If the herring spawn has a signature move, it’s to keep you waiting – teasing with rumor, then arriving all at once, dazzling and absolutely unrepeatable. After our false start in Nanaimo, anticipation hovered like morning mist. We kept checking messages, exchanging hopeful glances, trying not to let the restless energy take over. You can only will a natural event to happen for so long before you start to suspect nature’s in on the joke.
But then, one morning, everything shifted. Reports filtered down the coast – Denman Island, today, right now. Something about the way the message landed had a different ring to it. It felt suddenly inevitable, as if the waiting had all been building to this.
Robin and I were on the road before we’d fully processed it, both quietly hoping this wasn’t another mirage. The drive north felt different – every bend in the highway seemed to vibrate with possibility, every glimpse of shoreline a fresh question. Parksville, Qualicum, Bowser – each a chance, each a heartbeat of “maybe.” The sky was holding its breath, all shifting light and soft-edged clouds.
Deep Bay, though, was impossible to ignore. The moment we stepped out, it was clear something extraordinary was happening. The air was sharp with salt and sound – sea lions barking, gulls swirling in dense, purposeful flocks, fishing boats clustered over the shoals. The world here felt more alive, more electric. We pulled the drone from its case and sent it skyward, watching on the screen as the water changed from navy to mirrored mercury, shifting to that telltale turquoise bloom between Denman and Chrome Island.

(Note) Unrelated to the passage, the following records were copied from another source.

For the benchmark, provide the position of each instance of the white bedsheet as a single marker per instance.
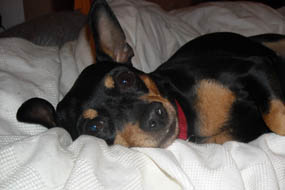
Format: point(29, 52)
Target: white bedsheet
point(32, 157)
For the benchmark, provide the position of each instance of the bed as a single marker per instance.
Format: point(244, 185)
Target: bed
point(32, 157)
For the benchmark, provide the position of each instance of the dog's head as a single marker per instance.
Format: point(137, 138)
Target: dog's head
point(110, 99)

We didn’t even stop to debate. Checked ferry times – got lucky. As we rolled off onto Denman, every minor frustration from the chase washed away, replaced by a feeling that’s hard to name. Not adrenaline. Not even triumph. More a kind of giddy belonging, that sweet spot where effort and fate finally intersect. The island felt different – like a secret garden thrown open for the briefest time.

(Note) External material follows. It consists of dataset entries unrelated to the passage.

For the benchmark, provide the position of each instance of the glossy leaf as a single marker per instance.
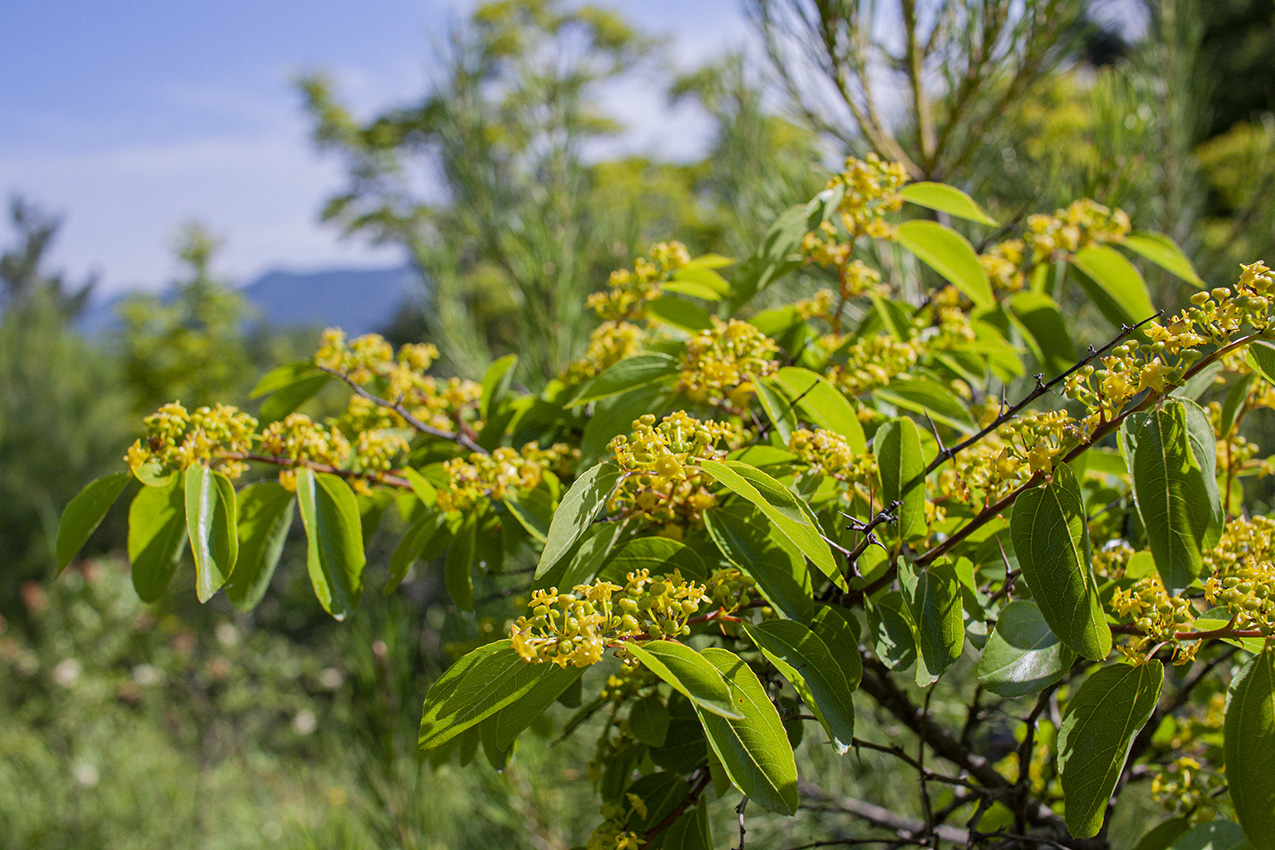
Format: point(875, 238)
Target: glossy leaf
point(627, 374)
point(84, 514)
point(896, 446)
point(1163, 252)
point(808, 665)
point(1250, 748)
point(157, 537)
point(933, 603)
point(950, 255)
point(1114, 284)
point(1023, 656)
point(1098, 729)
point(945, 199)
point(752, 748)
point(1172, 463)
point(1051, 540)
point(580, 504)
point(264, 520)
point(334, 540)
point(474, 688)
point(211, 523)
point(689, 673)
point(792, 516)
point(749, 540)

We drove toward the north end and hiked out onto a rocky bluff, boots crunching gravel, cameras swinging. The tide was peeling back, unveiling a shore that looked sculpted by a dream – arches and tide pools, barnacle-crusted rocks, a cathedral of green shadow and sunlit spray. Below us, the coastline pulsed with color: a living tapestry shifting by the minute. Turquoise, silver, froth, and shadows of herring so dense they seemed to animate the water itself.
There was a kind of hush – not silence, exactly, but an awareness, as if the island and every creature on it understood this was a singular day. Eagles hung motionless above, heads cocked, their silhouettes bold against the spring sky. Rafts of sea lions tumbled and roared in the waves, gorging themselves in the riot. Flocks of gulls spun and plunged, the sound of their wings and calls stitching the whole scene together. Even the humans – gathered in quiet clusters on distant bluffs – spoke rarely, voices lowered by awe.
Robin and I barely spoke. We traded lenses and spots, sometimes just standing side by side and letting the scene roll over us. I tried to capture the sweep and surge with the drone, but some things exceed the reach of cameras – how the light flashed green on the waves, how the air shimmered with fish scale and salt. There was a feeling of crossing a strangely cinematic threshold, like stepping through screen glass into the wild’s brightest, noisiest, truest heart.
Golden hour approached gently, the cliffs and forest edged with gold and shadow. We hiked toward Boil Point, following the coastline as it turned wild and rocky. The final climb brought us to a vantage that felt stolen from a different world. From high above, the coastline was a mosaic of impossible color – turquoise swirling with sand, white spindrift, and the deep, shifting blue beyond. Sea lions swirled and barked below; eagles wheeled, catching thermals in the fading light.
For a timeless stretch, I stopped taking photos and just watched. There’s nothing passive about awe – it fills you up, wrings you out, leaves you bright and wrung and quietly grateful. We found ourselves grinning – part disbelief, part gratitude, part plain-old luck.
As the light finally bled out and the first chill crept in, we packed our gear with the care you reserve for relics and rare artifacts. The walk back to the car felt changed – soaked in the afterglow of a day when every unknown trail, every gamble, had paid off.
The herring spawn, for one impossible window, had opened its heart and shown us wildness at full volume. No photo or story quite does it justice, but the memory returns, layered and bright, every time I close my eyes and think of Denman. For once, we hadn’t just watched serendipity happen – we’d been inside it.